The Church is not the Market Economy
By Brandon Brown
Recently, I have been wondering why the work of the Cross (atonement) in predominantly Western white Protestant settings has been the metaphor of penal substitutionary atonement (PSA). This is the predominant metaphor presented in reformed and Calvinist traditions that insists that Jesus was punished by God for the sins of humanity. This metaphor is made a centerpiece of "the Gospel" even in some contexts; so much so that many in the Neo-reformed movement questioned the recent Asbury Outpouring because they did not hear the message of PSA. While this is not the predominant metaphor within Wesleyan-Holiness traditions, the cultural Christian marketplace is filled with allusions to PSA such that many Wesleyans think PSA is the metaphor for atonement. I have mentioned resources for understanding the multitude of atonement metaphor in scripture; and especially recommend The Crucifixion by Fleming Rutledge and The Back Side of the Cross by Diane Leclerc and Brent Peterson. We can infer PSA from scripture, but as an overarching idea of atonement, it is lacking in scriptural support. The themes of substitution, suffering, payment, redemption, reconciliation, and liberation are all ideas used by the writers of scripture to explain what happened on the Cross. My thought is that we see words like payment and redemption which become informed by our cultural context rather than the what the writers meant by those words.
When we look at atonement as Wesleyans, the predominant ideas are relational in a move to reconciliation. We see the idea of recovering what is lost "in Adam" in recapitulation. So why does PSA capture the imagination of so many? My hypothesis is that the driving force of our world today informs our understanding of words used in scripture for atonement, like payment, substitution, and redemption. That driving force is the market economy. Because our lives, our countries, our politics, our vocations, and other pursuits are steeped in the market economy, it is difficult to understand metaphors that use similar terminology outside of the transactional nature of the market economy. I think Joerg Rieger captures this idea in his book Jesus V Caesar "What does it say that many Christians can imagine the end of the world but not the end of capitalism?" (Rieger) I would expand that to say Socialism, Marxism, or any other predominant system engaging in the marketplace. The ideas of marketplace so pervade our thinking that when we encounter words that appear legal or transactional, that is how we imagine the metaphor. Of course, that is not the culture and reality of the writers of scripture. They did not have a market economy; but an economy of empire very different from our own.
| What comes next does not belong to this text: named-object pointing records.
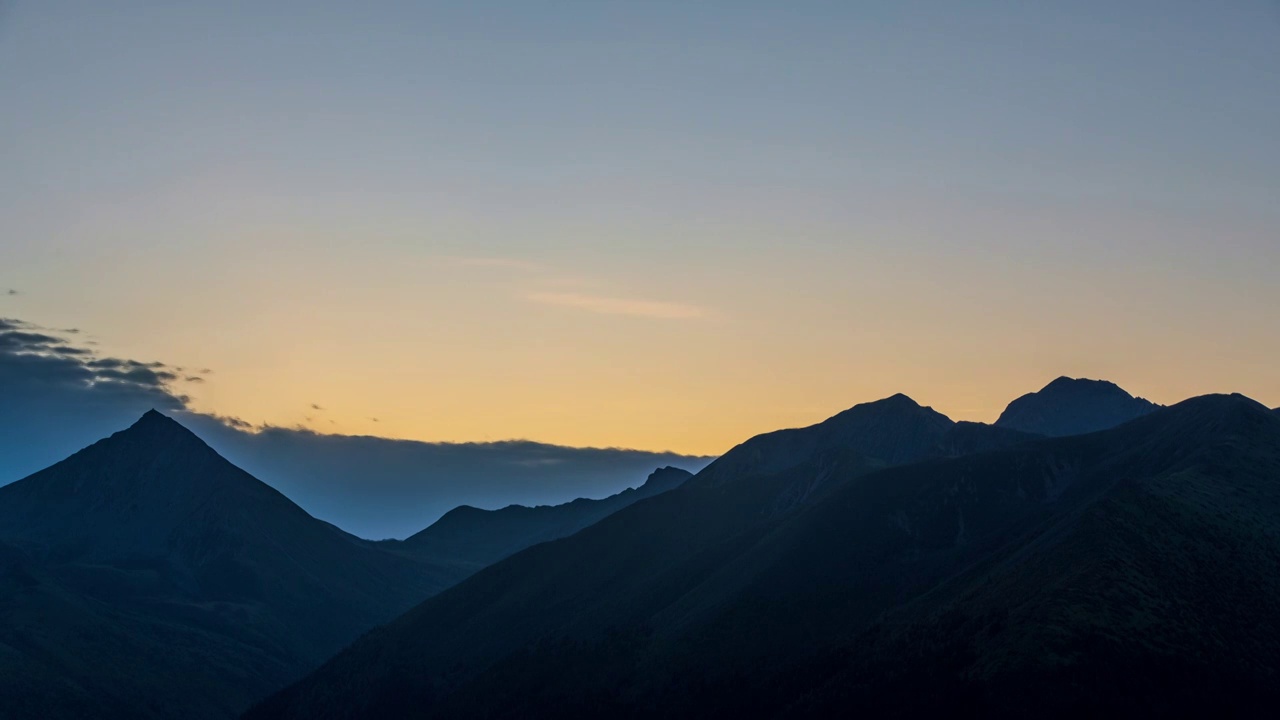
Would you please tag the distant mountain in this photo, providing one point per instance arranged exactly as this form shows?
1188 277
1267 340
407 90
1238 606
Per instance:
1070 406
1128 570
146 577
676 555
471 538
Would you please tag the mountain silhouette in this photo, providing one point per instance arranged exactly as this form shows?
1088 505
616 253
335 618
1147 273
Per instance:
146 577
1133 569
471 538
1070 406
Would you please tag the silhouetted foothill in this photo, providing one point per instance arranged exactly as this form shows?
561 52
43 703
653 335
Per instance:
1132 570
146 577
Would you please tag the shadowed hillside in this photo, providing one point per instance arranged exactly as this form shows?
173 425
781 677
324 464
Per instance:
1136 565
471 538
145 575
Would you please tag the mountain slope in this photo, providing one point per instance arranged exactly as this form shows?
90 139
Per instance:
1070 406
147 577
472 538
1114 548
671 556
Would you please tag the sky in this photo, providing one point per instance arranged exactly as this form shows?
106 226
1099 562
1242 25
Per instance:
657 226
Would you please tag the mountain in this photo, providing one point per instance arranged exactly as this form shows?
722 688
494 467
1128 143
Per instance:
146 577
679 546
1129 570
471 538
1070 406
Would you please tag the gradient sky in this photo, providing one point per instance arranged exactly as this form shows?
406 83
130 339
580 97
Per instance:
664 226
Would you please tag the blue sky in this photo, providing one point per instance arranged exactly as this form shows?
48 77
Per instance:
645 224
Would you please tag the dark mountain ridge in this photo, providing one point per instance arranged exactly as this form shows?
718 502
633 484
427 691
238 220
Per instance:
184 586
1070 406
472 538
709 600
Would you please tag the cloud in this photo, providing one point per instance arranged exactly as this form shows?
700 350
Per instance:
56 397
622 306
503 263
379 487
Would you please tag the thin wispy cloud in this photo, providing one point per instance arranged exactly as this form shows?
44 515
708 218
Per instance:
499 263
634 308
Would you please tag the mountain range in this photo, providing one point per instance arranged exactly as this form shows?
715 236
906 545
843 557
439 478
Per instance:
813 573
1089 552
147 577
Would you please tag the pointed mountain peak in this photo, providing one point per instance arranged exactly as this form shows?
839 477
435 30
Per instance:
1070 406
155 424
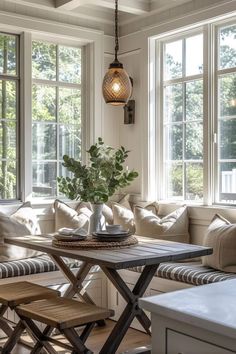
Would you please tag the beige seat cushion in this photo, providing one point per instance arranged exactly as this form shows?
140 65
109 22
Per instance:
173 227
221 236
124 217
22 222
66 216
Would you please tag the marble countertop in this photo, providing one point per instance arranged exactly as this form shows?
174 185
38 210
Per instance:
212 306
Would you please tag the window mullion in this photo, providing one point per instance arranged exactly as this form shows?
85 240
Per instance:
26 115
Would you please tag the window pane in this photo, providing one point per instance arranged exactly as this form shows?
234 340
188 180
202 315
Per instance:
44 103
69 106
7 99
194 181
174 176
173 60
194 100
8 180
194 141
8 55
227 182
70 141
194 50
227 95
174 103
44 141
227 51
44 179
227 134
174 142
7 140
43 60
63 171
70 64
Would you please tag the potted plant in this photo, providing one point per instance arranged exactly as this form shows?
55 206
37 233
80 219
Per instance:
98 181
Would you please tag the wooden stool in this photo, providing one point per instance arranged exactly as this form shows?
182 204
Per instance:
62 314
22 292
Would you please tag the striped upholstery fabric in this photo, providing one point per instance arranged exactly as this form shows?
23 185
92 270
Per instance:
29 266
194 274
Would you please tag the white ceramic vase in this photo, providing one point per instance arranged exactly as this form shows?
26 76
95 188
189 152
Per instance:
95 223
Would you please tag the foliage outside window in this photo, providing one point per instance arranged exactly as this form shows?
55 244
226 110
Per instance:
181 85
226 126
56 112
9 117
183 117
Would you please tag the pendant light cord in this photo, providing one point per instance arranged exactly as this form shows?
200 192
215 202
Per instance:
116 30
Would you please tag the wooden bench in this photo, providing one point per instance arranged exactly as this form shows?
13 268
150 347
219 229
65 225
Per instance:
15 294
60 313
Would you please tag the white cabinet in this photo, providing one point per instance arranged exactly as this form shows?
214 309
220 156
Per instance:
178 343
201 320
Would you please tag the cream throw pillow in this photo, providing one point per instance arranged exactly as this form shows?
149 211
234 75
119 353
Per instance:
22 222
124 217
66 216
108 208
221 236
173 227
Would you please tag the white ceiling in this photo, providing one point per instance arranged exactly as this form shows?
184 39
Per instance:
98 14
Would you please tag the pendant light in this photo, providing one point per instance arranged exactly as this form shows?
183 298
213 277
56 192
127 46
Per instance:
116 87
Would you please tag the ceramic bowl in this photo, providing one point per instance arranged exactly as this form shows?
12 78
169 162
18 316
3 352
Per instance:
113 229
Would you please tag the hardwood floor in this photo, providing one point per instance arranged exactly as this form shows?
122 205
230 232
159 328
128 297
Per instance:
133 339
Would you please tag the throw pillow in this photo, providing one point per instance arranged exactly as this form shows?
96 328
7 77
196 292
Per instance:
22 222
173 227
66 216
124 217
107 208
221 236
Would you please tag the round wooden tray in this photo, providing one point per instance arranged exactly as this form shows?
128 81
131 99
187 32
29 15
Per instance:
95 244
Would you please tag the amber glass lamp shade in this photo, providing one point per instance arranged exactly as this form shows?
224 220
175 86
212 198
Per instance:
116 87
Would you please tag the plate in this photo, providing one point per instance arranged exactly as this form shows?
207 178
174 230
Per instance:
117 233
111 238
70 238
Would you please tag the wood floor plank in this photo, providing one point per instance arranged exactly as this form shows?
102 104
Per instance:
133 339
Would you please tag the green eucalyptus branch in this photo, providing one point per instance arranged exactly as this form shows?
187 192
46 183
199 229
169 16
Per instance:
98 181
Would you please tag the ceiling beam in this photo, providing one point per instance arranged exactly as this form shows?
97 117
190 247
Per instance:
136 7
70 4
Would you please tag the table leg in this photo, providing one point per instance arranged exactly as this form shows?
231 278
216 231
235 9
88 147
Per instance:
132 308
76 280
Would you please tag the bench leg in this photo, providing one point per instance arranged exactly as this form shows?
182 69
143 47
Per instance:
87 330
5 327
41 339
13 339
75 341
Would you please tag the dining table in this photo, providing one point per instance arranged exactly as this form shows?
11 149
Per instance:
147 253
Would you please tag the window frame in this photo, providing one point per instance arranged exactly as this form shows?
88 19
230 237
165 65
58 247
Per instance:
210 110
60 84
161 84
217 73
18 81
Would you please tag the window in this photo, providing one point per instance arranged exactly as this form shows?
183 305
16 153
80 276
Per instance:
226 122
9 116
182 85
56 112
194 95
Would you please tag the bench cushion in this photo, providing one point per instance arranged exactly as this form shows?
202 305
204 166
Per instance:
190 273
195 274
35 265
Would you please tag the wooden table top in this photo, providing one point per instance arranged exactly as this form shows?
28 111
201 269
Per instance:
148 251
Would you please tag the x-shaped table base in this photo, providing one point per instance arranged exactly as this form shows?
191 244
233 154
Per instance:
132 308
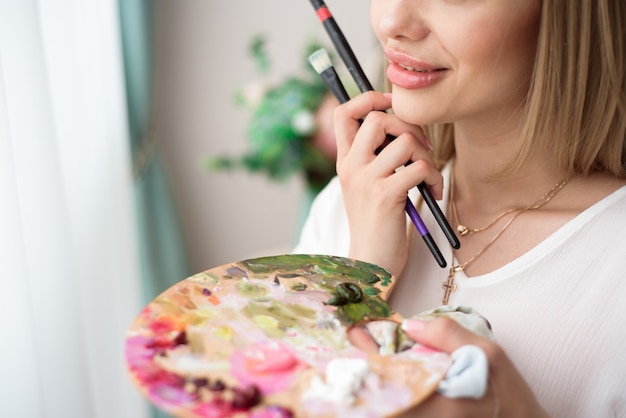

But Paul talks about the legal jeopardy of sin, you may say. Well, yes, and no. In Colossians chapter two, we see a discussion of legal demands. The context of legal demands in Colossians is in the law of sin and death. That legality is nailed to the cross and the rulers and authorities who dealt in that legality are made an example and triumphed over. The legal problem is not a personal problem; but the greater problem of humanity which is dealt with through the cross. Paul is accusing the old way and saying it is gone, dealt with, quit trying to live within it. Paul rejects external rules to live in authentic holiness. Sin accuses humanity legally, but God triumphs relationally. To the Wesleyan, our paradigm should be the relational, not the legal or transactional. This is hard, but the way of the Gospel is a changed heart and life which rejects the old life of transactional enslavement to sin.
What does this mean practically? It should drive the way we invite others into the Kindom of God (yes, Kindom or Family) as an invitation to relationship. This is contrasted with the general evangelical tendency to make Gospel invitations into time-share style sales presentations with an intent to "close the deal." The invitation to relationship is an invitation to deep and lasting discipleship and coming to be more like Jesus; the transactional framework is an invitation to buy into a system of getting to heaven or avoiding hell. Not all transactional analogies are this way, but many become shallow and easy to wander away from when the consumer finds a more interesting message within the marketplace. The Gospel is not a product to be peddled through slick marketing with closing style tactics. Too often I think we feel yelled at by Blake in Glengarry Glen Ross because we are not closers. That is because we are not selling a product, but inviting into relationship and discipleship with a God who is relational, not transactional.
Can we reject the commoditization of the Gospel and quit thinking of it within the framework of the market economy? I am optimistic as I see many within the Church calling for us to do this very thing. It may take the imagination to think outside of the market economy such that we recognize the deeply rooted relational nature of the Gospel. I invite you to take part and live into this paradigm rather than the one our culture tells us is reality.
Rieger, Joerg. Jesus vs. Caesar (p. 6). Abingdon Press. Kindle Edition.